The new trend (if you can call it that) seems to be driven by Bioware, and that is simply to provide some dialog trees with options that can only be successfully exercised by successful social skill rolls. Bethesda tried to do something different by adding a social mini-game in Oblivion (evolved from a simpler menu-based system in Morrowind) which sometimes opened new conversation options (though in practice, it rarely useful for me beyond getting better prices from merchants). This was abandoned in Fallout 3 in favor of a more Bioware-style dialog option tree, though I guess we'll see what The Elder Scrolls V might bring us.

The problem with this system is that it's value is left purely in the hands of the designers. Nowhere was this made more clear than with Bioware's Neverwinter Nights series. Social skills were mildly useful through Bioware's campaigns, but their value became wildly variable (tending towards utter uselessness) with player-created modules. This is unfair and frustrating to players. It's like giving us a "drive tank" skill for us to spend precious points in, only to never provide us with an actual tank to drive except for a short mini-game sequence near the end of the game.

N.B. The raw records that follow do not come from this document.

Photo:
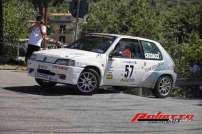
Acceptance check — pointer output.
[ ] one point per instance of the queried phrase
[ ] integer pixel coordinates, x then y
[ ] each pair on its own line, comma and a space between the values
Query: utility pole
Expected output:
77, 20
1, 26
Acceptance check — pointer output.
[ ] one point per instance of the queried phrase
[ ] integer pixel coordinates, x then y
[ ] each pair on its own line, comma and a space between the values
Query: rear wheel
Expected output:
163, 87
88, 82
45, 83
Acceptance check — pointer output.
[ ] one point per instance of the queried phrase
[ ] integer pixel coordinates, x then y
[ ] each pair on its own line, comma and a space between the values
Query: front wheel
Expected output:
88, 82
163, 87
45, 83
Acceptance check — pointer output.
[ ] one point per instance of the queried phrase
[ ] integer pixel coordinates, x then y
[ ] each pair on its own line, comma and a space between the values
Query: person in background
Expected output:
37, 35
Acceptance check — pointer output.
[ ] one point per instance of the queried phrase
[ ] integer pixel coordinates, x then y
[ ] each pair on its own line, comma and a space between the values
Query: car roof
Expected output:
123, 36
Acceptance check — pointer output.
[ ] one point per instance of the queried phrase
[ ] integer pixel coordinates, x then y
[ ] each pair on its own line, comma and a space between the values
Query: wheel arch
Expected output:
94, 68
166, 74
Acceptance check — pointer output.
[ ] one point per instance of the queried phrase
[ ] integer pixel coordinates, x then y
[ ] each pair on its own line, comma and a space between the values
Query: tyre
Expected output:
163, 87
88, 82
45, 83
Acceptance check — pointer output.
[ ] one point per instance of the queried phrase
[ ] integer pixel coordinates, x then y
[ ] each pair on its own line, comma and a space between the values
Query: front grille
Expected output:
42, 71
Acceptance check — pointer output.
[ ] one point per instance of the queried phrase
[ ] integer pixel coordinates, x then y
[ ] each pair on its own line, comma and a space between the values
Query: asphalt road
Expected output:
27, 108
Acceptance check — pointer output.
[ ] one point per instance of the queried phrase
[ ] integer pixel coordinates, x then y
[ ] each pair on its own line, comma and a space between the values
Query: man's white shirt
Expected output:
36, 37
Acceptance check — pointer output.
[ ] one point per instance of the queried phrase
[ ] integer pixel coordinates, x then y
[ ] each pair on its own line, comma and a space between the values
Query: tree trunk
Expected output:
1, 26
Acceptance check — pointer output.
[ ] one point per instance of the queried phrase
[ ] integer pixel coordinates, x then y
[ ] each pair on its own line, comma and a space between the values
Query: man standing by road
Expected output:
38, 34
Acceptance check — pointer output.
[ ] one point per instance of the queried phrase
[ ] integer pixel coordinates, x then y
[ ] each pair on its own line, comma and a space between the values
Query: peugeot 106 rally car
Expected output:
106, 60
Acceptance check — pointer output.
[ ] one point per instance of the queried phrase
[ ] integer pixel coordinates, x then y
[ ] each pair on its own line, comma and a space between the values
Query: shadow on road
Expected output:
53, 91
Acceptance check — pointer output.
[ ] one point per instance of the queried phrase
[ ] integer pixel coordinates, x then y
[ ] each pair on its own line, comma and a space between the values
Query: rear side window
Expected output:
151, 51
128, 48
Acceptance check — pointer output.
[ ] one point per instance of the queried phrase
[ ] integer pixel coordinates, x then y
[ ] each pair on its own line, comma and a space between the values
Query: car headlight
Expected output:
66, 62
33, 57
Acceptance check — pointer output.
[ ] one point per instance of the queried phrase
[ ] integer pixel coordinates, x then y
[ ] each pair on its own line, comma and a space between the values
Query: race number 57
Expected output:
128, 71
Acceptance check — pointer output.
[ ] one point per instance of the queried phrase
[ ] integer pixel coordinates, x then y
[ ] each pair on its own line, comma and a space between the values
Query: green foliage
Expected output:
16, 15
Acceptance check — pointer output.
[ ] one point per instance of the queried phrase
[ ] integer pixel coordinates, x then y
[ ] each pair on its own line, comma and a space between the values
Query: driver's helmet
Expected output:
126, 52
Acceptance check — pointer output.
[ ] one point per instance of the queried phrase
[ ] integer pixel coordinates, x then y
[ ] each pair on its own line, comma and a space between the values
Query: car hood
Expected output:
67, 53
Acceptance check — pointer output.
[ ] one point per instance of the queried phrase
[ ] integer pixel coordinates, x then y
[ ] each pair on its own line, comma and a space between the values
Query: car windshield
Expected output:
93, 43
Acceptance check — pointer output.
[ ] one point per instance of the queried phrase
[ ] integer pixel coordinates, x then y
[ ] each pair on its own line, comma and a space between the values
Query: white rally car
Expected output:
106, 60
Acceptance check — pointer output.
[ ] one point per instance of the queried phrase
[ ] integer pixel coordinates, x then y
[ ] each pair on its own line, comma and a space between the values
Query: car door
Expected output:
123, 68
152, 61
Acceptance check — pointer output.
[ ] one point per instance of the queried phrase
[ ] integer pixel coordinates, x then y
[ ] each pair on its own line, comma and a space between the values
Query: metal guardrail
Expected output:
181, 82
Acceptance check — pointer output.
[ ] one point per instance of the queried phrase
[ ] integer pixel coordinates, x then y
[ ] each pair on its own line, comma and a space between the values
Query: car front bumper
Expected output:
54, 72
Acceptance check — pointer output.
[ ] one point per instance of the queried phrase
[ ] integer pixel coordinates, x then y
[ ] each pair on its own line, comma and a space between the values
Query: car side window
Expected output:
151, 51
128, 48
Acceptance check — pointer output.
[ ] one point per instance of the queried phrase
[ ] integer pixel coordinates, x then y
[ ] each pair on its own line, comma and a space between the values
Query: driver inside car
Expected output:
126, 52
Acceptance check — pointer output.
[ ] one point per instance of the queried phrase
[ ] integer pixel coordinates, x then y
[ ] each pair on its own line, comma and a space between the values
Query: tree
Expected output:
16, 14
1, 26
131, 17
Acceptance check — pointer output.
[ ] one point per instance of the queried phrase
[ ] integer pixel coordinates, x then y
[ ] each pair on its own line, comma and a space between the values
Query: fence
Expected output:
14, 50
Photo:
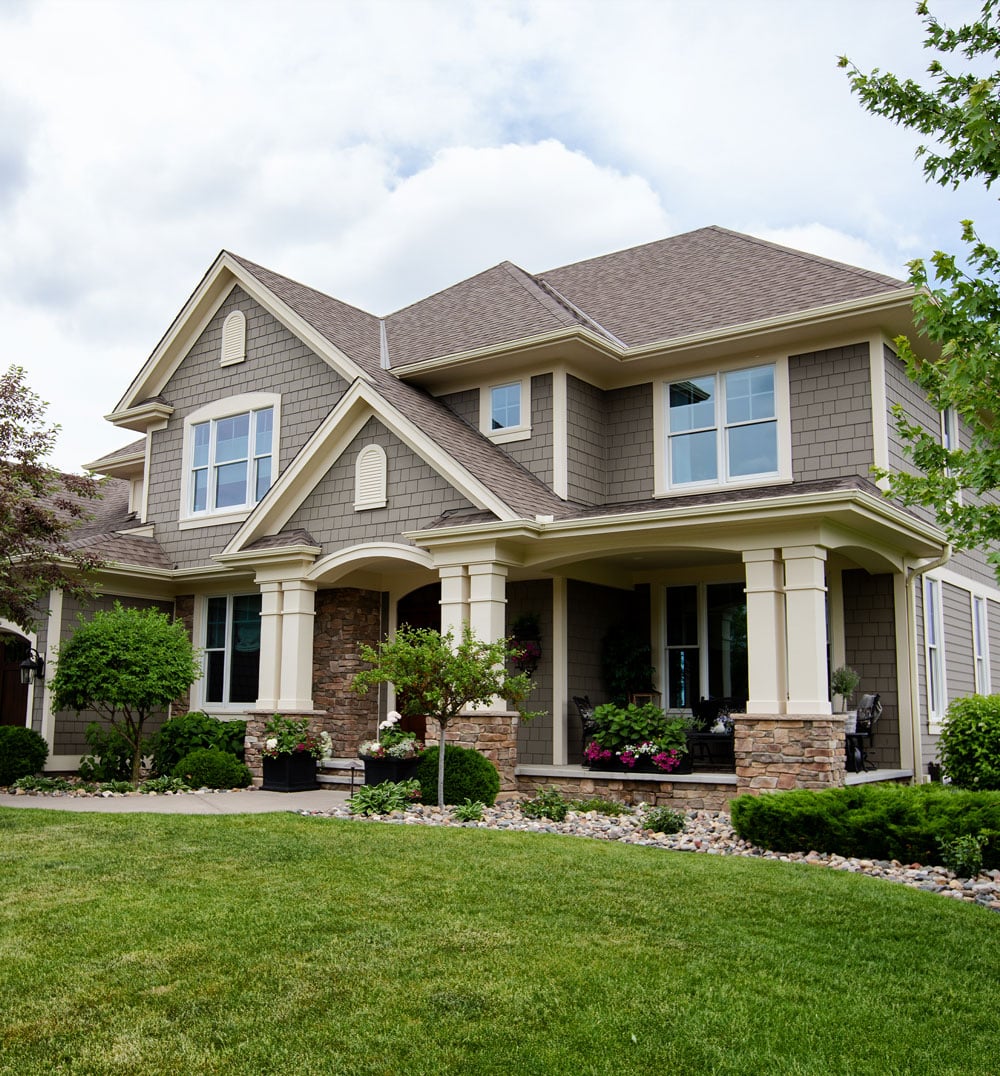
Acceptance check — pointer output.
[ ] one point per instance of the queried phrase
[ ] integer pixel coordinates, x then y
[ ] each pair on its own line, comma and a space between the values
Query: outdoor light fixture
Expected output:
28, 666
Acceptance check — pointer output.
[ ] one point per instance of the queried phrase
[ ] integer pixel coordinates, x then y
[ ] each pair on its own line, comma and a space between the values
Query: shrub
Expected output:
385, 797
874, 821
23, 753
663, 820
183, 734
969, 746
546, 803
207, 767
468, 775
110, 758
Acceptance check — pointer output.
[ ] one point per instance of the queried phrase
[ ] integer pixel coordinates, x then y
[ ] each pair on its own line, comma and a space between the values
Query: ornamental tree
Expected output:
125, 664
39, 507
957, 306
436, 678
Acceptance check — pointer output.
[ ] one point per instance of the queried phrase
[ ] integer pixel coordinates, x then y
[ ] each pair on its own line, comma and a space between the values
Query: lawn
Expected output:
278, 944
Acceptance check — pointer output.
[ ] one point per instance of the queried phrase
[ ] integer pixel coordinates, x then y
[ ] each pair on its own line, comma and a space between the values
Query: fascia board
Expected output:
224, 274
327, 444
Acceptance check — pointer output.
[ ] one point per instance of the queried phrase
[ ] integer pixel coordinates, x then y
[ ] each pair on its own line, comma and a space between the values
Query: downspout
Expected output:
912, 575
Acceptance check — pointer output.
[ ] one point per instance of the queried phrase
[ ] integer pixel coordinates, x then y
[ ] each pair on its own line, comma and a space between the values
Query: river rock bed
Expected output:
707, 832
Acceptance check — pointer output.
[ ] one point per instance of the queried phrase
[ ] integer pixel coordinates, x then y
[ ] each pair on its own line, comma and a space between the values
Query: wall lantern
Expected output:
28, 666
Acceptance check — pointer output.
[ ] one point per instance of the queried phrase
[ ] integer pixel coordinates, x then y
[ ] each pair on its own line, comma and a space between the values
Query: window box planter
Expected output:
290, 773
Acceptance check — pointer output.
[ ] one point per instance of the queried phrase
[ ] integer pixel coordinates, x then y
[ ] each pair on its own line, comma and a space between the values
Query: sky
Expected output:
382, 150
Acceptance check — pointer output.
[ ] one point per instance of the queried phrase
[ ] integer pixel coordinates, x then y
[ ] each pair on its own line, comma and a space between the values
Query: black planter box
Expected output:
379, 770
290, 773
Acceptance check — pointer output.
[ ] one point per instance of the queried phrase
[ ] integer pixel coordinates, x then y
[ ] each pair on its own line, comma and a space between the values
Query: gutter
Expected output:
912, 576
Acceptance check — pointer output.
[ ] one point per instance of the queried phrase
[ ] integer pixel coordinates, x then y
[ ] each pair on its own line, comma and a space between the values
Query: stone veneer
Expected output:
789, 751
494, 735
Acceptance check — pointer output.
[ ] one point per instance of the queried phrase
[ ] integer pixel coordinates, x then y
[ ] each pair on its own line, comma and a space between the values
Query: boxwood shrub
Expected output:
468, 775
23, 753
871, 821
209, 767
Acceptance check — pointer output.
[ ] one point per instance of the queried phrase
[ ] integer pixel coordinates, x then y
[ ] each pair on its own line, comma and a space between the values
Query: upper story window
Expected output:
230, 450
722, 427
505, 411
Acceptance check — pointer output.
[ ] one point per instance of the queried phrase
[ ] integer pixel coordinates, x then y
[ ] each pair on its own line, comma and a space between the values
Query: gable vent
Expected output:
234, 339
369, 478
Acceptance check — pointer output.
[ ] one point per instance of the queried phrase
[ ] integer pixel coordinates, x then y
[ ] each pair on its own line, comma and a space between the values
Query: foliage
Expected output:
293, 736
468, 811
210, 767
111, 754
663, 820
39, 508
963, 854
184, 732
384, 798
468, 775
546, 803
969, 745
437, 678
959, 308
125, 664
23, 753
872, 821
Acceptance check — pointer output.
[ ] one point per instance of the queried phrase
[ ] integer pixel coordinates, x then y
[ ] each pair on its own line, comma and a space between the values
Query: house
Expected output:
671, 443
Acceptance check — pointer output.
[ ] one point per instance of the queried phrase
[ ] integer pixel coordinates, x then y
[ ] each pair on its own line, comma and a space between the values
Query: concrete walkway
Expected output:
244, 802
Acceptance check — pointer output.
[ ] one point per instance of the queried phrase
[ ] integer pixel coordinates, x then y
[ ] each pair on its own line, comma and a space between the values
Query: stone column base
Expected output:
789, 751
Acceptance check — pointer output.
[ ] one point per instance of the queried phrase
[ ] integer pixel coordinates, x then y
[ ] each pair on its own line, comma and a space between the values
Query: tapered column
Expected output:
298, 612
805, 610
765, 632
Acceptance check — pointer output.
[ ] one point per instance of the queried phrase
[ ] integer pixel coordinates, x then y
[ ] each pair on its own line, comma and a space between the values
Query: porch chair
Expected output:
869, 712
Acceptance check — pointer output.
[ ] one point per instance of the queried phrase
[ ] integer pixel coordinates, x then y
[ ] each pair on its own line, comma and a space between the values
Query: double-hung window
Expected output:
231, 649
722, 427
231, 461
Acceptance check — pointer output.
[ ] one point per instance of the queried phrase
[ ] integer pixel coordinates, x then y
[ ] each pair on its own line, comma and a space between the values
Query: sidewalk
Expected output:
244, 802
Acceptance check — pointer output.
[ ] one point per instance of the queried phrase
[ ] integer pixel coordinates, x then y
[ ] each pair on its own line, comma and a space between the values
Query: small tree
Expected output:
125, 664
39, 508
437, 679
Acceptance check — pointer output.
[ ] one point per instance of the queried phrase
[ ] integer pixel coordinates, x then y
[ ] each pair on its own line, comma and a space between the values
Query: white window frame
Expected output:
519, 433
200, 632
783, 427
935, 674
212, 412
981, 643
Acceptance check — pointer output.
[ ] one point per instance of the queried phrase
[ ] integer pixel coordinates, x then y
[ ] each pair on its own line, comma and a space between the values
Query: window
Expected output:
933, 638
722, 427
706, 643
981, 645
230, 461
231, 649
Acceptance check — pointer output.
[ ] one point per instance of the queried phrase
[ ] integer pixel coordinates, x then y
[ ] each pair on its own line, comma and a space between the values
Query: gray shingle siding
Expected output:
416, 495
586, 442
277, 362
831, 413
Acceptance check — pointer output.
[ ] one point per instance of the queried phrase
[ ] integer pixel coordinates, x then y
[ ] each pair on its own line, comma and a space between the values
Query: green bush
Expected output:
969, 745
468, 775
23, 753
873, 821
186, 732
110, 758
208, 767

Even in dice-and-paper games, we run into problems. Quite simply, some results are going to be utterly impossible through conversation alone, which makes players feel slighted when their stellar social skill rolls fail to achieve the desired results. On top of this, the game master feels obligated to provide the players with all the information they'll need from NPCs regardless of their success or failure in social rolls, to prevent the planned adventure from going down the toilet.